HP3 CUDA Programming

Parallel Programming on the GPU

Project 2 Optimization of vSLAM applications

Objective

SLAM or Simultaneous Localization And Mapping is a key technology for enabling robots and automotives to operate in complex and unknown environments. The basic idea behind SLAM is to use sensor measurements (such as camera images, LIDAR scans, or sonar data) to create a map of the environment, and to use that map to estimate the robot's location and orientation within the environment. Visual SLAM or vSLAM uses camera as sensor to extract features and map the environment.
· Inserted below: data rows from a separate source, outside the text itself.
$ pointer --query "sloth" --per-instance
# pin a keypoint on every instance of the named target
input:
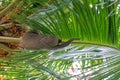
(32, 40)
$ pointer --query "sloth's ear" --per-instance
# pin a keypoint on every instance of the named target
(33, 31)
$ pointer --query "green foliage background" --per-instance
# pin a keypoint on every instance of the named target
(94, 22)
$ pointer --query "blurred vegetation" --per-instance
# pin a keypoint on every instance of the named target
(95, 22)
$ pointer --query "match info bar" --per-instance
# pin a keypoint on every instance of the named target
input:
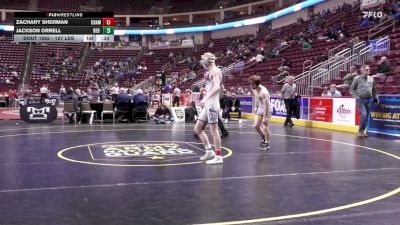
(64, 27)
(63, 38)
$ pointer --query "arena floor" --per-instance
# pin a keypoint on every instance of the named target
(150, 174)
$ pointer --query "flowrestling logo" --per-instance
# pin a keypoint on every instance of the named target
(343, 112)
(375, 15)
(38, 114)
(138, 153)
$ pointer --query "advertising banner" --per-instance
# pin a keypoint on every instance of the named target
(178, 113)
(385, 116)
(166, 99)
(38, 113)
(304, 108)
(246, 103)
(344, 111)
(321, 109)
(279, 108)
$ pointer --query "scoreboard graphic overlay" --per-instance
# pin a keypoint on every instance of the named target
(64, 27)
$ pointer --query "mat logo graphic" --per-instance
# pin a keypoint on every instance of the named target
(372, 14)
(51, 101)
(38, 114)
(150, 150)
(180, 114)
(278, 105)
(343, 112)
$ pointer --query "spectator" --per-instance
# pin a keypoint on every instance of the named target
(286, 65)
(364, 90)
(333, 92)
(306, 45)
(348, 79)
(163, 115)
(325, 92)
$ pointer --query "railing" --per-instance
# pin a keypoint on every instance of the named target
(280, 77)
(228, 69)
(304, 80)
(357, 47)
(325, 76)
(310, 62)
(333, 50)
(380, 28)
(198, 83)
(382, 46)
(365, 55)
(249, 64)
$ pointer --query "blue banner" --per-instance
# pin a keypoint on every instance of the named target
(385, 116)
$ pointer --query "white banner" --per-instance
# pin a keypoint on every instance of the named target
(344, 111)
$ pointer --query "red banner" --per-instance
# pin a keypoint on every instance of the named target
(321, 109)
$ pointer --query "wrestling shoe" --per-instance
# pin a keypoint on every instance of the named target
(209, 155)
(215, 160)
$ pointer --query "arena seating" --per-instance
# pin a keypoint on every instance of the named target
(11, 58)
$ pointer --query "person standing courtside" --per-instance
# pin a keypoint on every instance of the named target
(262, 110)
(210, 112)
(177, 97)
(289, 98)
(364, 90)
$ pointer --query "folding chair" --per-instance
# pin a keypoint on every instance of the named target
(108, 108)
(86, 109)
(69, 108)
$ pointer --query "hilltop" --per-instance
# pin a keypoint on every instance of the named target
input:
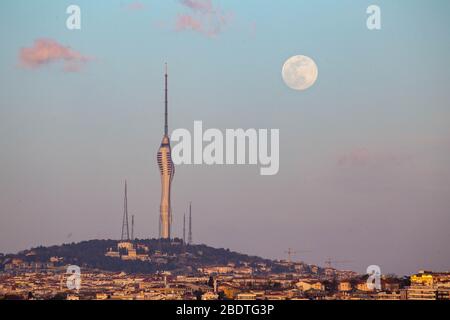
(160, 255)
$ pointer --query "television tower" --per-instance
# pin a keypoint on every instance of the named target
(167, 171)
(184, 228)
(132, 227)
(190, 224)
(125, 230)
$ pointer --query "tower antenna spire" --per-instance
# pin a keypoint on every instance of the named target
(125, 229)
(166, 126)
(190, 224)
(184, 229)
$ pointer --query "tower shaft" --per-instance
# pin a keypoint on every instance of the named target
(167, 171)
(125, 229)
(190, 224)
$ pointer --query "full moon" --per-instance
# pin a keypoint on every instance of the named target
(299, 72)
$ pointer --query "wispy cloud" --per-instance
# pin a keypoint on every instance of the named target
(135, 6)
(204, 18)
(46, 51)
(363, 157)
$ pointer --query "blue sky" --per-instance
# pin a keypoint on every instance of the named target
(364, 153)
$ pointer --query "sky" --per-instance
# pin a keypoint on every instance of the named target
(364, 152)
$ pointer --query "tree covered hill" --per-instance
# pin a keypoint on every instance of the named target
(164, 255)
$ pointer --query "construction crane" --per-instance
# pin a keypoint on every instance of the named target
(290, 252)
(330, 262)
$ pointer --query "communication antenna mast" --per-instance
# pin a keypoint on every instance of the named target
(190, 224)
(132, 227)
(184, 228)
(125, 229)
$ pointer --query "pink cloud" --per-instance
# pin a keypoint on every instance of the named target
(46, 51)
(204, 18)
(186, 21)
(198, 5)
(363, 157)
(135, 6)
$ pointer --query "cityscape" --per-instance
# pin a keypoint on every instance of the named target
(32, 278)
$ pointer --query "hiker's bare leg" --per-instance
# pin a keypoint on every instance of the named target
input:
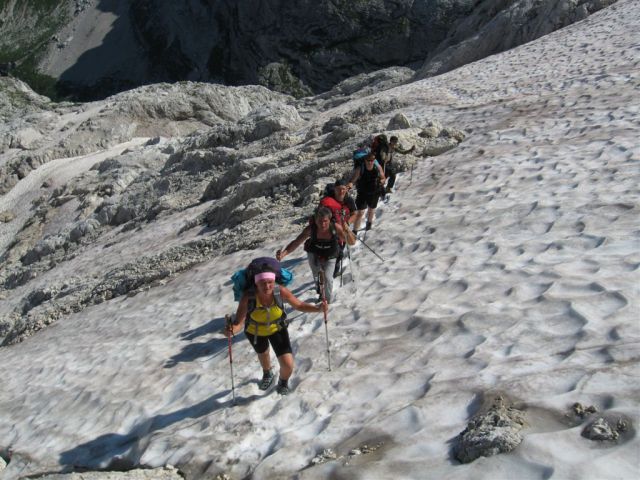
(265, 359)
(286, 365)
(358, 220)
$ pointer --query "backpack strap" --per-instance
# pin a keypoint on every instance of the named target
(375, 167)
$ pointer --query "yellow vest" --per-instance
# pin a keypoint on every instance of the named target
(264, 319)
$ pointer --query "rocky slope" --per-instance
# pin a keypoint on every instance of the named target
(92, 49)
(226, 160)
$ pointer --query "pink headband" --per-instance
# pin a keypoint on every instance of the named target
(265, 276)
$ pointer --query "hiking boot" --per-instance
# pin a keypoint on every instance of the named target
(282, 390)
(267, 380)
(338, 270)
(283, 387)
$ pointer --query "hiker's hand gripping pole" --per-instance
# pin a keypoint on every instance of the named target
(324, 310)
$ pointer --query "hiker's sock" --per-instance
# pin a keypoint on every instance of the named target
(267, 379)
(283, 387)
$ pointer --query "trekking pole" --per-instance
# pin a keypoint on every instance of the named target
(326, 328)
(233, 387)
(374, 252)
(353, 274)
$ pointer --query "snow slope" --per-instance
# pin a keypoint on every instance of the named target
(511, 267)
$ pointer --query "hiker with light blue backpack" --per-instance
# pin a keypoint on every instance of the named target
(261, 313)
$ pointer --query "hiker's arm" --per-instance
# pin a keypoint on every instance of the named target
(301, 306)
(241, 314)
(403, 151)
(306, 233)
(345, 233)
(354, 178)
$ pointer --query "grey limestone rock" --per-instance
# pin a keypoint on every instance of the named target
(498, 430)
(398, 122)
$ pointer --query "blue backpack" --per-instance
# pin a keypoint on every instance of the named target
(243, 278)
(359, 155)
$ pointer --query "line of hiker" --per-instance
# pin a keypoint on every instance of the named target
(261, 287)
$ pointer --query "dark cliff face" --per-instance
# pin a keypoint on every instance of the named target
(321, 41)
(292, 46)
(325, 42)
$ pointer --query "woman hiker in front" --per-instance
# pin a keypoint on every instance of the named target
(265, 325)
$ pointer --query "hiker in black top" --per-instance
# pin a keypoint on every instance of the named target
(261, 312)
(369, 180)
(387, 161)
(321, 242)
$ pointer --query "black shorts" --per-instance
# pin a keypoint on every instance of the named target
(279, 341)
(364, 200)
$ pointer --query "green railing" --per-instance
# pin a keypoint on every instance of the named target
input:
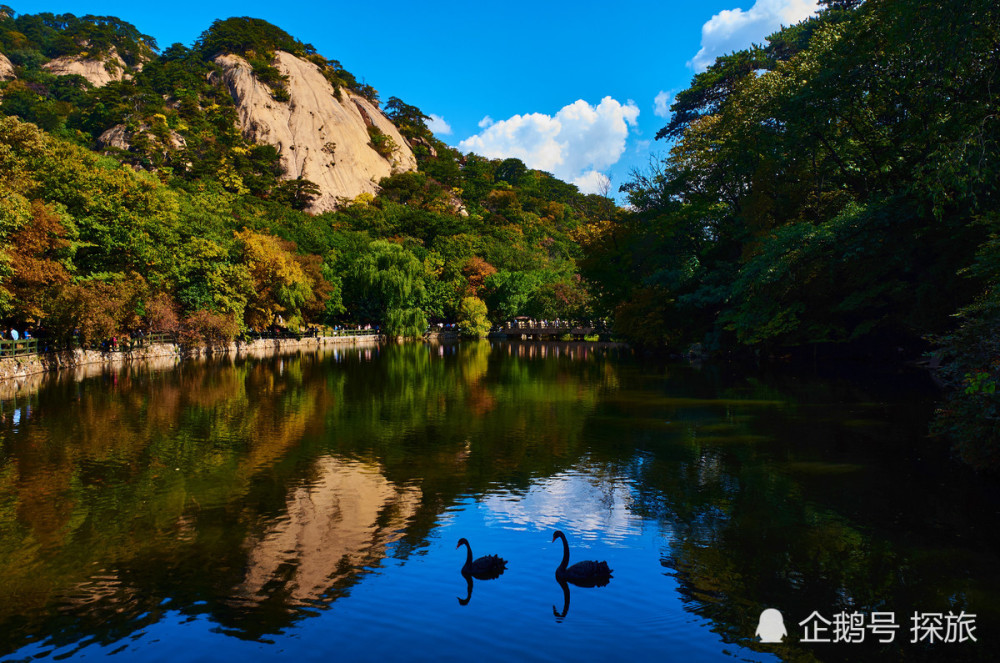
(26, 346)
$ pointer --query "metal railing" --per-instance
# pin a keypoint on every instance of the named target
(34, 346)
(25, 346)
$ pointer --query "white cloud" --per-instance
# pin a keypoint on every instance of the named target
(438, 125)
(574, 144)
(593, 182)
(734, 29)
(661, 105)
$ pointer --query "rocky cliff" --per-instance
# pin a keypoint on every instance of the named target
(320, 138)
(99, 72)
(6, 68)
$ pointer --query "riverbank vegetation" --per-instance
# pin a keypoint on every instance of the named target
(831, 191)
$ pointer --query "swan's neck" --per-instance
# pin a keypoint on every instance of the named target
(562, 565)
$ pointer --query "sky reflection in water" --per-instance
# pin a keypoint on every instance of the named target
(308, 507)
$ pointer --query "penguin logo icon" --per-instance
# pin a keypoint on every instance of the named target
(771, 627)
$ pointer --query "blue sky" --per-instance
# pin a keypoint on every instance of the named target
(576, 88)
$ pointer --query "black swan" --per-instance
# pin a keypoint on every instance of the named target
(581, 574)
(484, 568)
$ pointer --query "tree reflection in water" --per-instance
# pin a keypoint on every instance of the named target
(258, 492)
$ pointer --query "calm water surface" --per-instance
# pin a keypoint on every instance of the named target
(307, 507)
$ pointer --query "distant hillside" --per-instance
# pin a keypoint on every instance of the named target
(247, 181)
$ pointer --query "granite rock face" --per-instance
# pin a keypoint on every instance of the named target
(320, 137)
(99, 72)
(6, 68)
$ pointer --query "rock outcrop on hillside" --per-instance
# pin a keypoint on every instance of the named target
(121, 138)
(6, 68)
(98, 72)
(320, 138)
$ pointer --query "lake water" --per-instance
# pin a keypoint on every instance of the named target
(307, 507)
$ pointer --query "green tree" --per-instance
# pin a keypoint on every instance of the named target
(472, 318)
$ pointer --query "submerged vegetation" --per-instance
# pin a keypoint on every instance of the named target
(832, 190)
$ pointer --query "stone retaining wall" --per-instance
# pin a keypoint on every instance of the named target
(19, 367)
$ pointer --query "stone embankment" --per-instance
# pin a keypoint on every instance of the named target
(26, 365)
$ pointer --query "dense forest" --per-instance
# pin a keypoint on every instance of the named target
(832, 191)
(192, 228)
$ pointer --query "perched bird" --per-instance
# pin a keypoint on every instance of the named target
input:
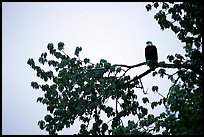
(151, 54)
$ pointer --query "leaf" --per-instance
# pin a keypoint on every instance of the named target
(60, 45)
(86, 60)
(77, 50)
(104, 127)
(154, 88)
(41, 124)
(154, 104)
(48, 118)
(144, 111)
(148, 7)
(39, 99)
(35, 85)
(50, 46)
(170, 57)
(145, 100)
(31, 62)
(156, 5)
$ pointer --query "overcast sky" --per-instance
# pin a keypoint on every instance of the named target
(114, 31)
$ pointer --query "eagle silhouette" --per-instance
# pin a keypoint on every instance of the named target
(151, 54)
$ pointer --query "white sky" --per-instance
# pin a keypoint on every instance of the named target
(114, 31)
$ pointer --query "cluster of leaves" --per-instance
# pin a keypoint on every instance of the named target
(185, 95)
(81, 89)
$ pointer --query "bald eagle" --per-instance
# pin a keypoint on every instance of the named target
(151, 54)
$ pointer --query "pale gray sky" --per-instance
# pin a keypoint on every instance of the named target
(114, 31)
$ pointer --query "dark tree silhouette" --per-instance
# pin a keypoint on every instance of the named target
(81, 89)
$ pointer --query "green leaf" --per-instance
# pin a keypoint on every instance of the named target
(145, 100)
(77, 50)
(50, 46)
(86, 60)
(104, 127)
(144, 111)
(35, 85)
(41, 124)
(154, 104)
(170, 57)
(148, 7)
(31, 62)
(154, 88)
(39, 99)
(156, 5)
(48, 118)
(60, 45)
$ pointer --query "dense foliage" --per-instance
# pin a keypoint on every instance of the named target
(80, 89)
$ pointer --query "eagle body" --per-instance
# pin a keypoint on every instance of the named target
(151, 53)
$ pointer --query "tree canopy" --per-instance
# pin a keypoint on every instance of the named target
(81, 89)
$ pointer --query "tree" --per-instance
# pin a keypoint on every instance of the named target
(81, 89)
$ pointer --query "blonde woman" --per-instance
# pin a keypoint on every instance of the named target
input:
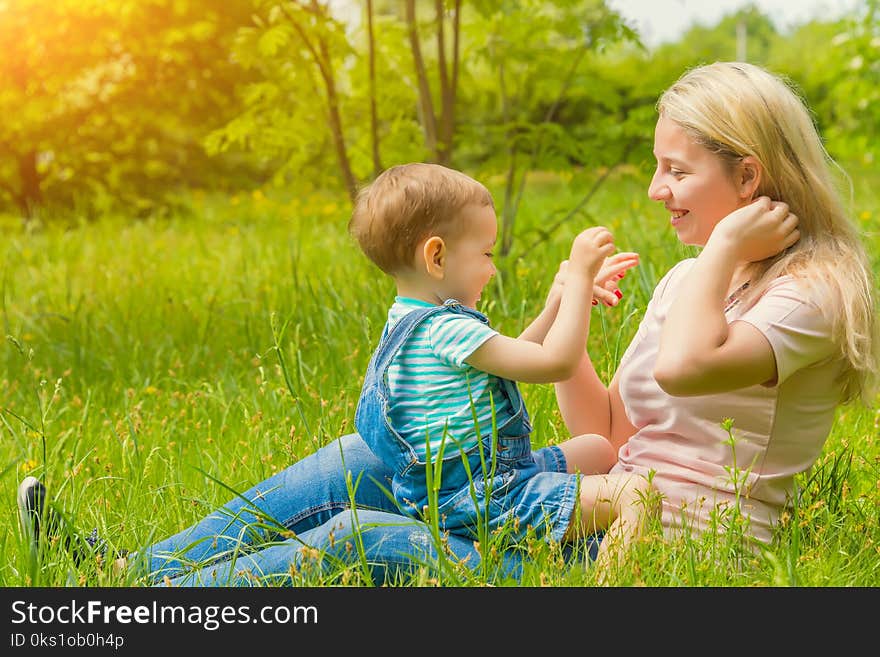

ORB-SLAM2 is the state-of-the-art vSLAM system that uses feature-based methods for real-time camera tracking and 3D reconstruction. It is based on the ORB (Oriented FAST and Rotated BRIEF) feature detector and descriptor, which is a fast and efficient method for detecting and matching feature points in images. It uses a combination of geometric and photometric information to estimate the camera pose and create a 3D map of the environment. ORB-SLAM2 is a computationally intensive task and can lead to significant performance improvements if parallel processing power of the GPU can be harnessed and optimised. The implementation of ORB-SLAM2 in CUDA involves modifying the existing CPU-based code to use CUDA for parallel processing on the GPU. This involves identifying the computationally intensive parts of the code and converting them into GPU kernels, which can be executed in parallel on the GPU.

Our research group has implemented a lidar based SLAM application on an automotive robot powered with NVIDIA Jetson Nano and lidar. Jetson Nano is an embedded system-on-module (SoM) and developer kit from the NVIDIA Jetson family, including an integrated 128-core Maxwell GPU, quad-core ARM A57 64-bit CPU, 4GB LPDDR4 memory.

The group need to finish the following work items-

Implement of ORB-SLAM2 algorithm in CUDA.

Implement and analysis of various optimization techiques to enhance the performance of ORB-SLAM2 algorithm.

End to end integration of impelmented vSLAM applications on real automotive robot (Jetson Nano).

Evaluation Guidelines:

Out of 50 marks, individual contribution of will have 80% weigtage and group contribution will have 20% weightage. So, each student in the group will be evaluated out of 40 marks for his/her individual performance and contribution towards the project. The remaining 10 marks will be evaluated on the overall performance of the whole project.

Implementation: Implementation and demonstrtion of ORB-SLAM2 Algorithm with various GPU optimizations on Jetson Nano board.
main |-kernels |-host code |-pre-processing |-evaluation
Project Report: Design a detailed report documenting the algorithms, the optimizations used for CUDA kernel operations and experimental results.
Project Presentation: Design a detailed presentation describing the algorithms and experimental observations

Reference Papers

Peng, Tao, Dingnan Zhang, Don Lahiru Nirmal Hettiarachchi, and John Loomis. "An evaluation of embedded GPU systems for visual SLAM algorithms." Electronic Imaging 2020, no. 6 (2020): 325-1.
Peng, Tao, Dingnan Zhang, Ruixu Liu, Vijayan K. Asari, and John S. Loomis. "Evaluating the power efficiency of visual SLAM on embedded GPU systems." In 2019 IEEE National Aerospace and Electronics Conference (NAECON), pp. 117-121. IEEE, 2019.
Mur-Artal, Raul, and Juan D. Tardós. "Orb-slam2: An open-source slam system for monocular, stereo, and rgb-d cameras." IEEE transactions on robotics 33, no. 5 (2017): 1255-1262.